Sarah ebbe giusto il tempo di pensare, eccolo che parte di
nuovo in quarta!
«È che non mi è ben chiaro chi siano i nostri nemici, i comunisti,
gli anarchici, la televisione…».
«Tutto ciò che può danneggiare il paese, ragazzo mio. Del
resto da quando anche la televisione è in mano a forze sovversive
».
«Effettivamente!».
«La saluto ragazzo mio».
* Maurizio Furniero, nato a Taranto. Dopo gli studi primari nel paese
natio, la famiglia si trasferisce per questioni di lavoro a Parma.

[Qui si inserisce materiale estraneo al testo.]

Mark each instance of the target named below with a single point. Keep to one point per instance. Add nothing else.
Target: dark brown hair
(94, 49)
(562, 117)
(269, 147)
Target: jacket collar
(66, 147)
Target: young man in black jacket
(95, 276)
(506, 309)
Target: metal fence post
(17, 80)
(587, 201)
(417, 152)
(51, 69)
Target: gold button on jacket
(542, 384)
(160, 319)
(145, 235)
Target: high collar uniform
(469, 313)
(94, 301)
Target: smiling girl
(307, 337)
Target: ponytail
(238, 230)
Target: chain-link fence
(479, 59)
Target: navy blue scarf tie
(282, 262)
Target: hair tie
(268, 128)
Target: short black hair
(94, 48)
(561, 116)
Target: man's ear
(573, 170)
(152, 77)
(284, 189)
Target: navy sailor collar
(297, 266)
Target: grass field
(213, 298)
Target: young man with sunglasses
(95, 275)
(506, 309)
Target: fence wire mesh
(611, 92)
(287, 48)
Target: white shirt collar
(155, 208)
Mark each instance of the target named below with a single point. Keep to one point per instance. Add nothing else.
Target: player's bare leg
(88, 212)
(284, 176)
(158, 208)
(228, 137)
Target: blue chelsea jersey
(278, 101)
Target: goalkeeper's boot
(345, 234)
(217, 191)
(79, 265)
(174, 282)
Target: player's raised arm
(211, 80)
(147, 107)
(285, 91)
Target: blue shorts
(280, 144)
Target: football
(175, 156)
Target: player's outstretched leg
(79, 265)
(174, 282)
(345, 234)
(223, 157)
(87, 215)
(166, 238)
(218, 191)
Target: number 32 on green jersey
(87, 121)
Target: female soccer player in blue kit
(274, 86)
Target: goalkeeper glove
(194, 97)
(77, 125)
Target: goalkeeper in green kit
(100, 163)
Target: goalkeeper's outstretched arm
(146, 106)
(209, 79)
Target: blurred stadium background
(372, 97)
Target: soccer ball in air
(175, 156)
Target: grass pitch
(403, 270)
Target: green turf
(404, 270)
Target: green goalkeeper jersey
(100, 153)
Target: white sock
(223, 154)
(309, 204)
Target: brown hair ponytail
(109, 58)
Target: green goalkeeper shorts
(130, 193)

È
qui che terminato il liceo, il giovane Maurizio s’iscrive all’accademia
militare e ne esce con i gradi di sottotenente. La sua carriera militare
segue la breve campagna italiana in Africa: Eritrea, Somalia Italiana,
Libia.
Si mette in mostra per la determinazione e l’efficienza dimostrate sul
campo di battaglia. Ritornerà in Puglia anni dopo a seguito dello sparuto
gruppo di ufficiali che seguirà re Vittorio Emanuele III a Brindisi
all’indomani dell’armistizio. Pochi anni prima dello scoppio della seconda
guerra mondiale, ad un ricevimento presso il console francese
a Massaua, conosce Susanna che da lì a un paio di anni diverrà sua
moglie e dalla quale avrà un figlio, Paolo. Il quale anche lui, come il
padre, deciderà di servire la patria nell’esercito ma come amministrativo.
Il vecchio Maurizio non glielo perdonerà mai!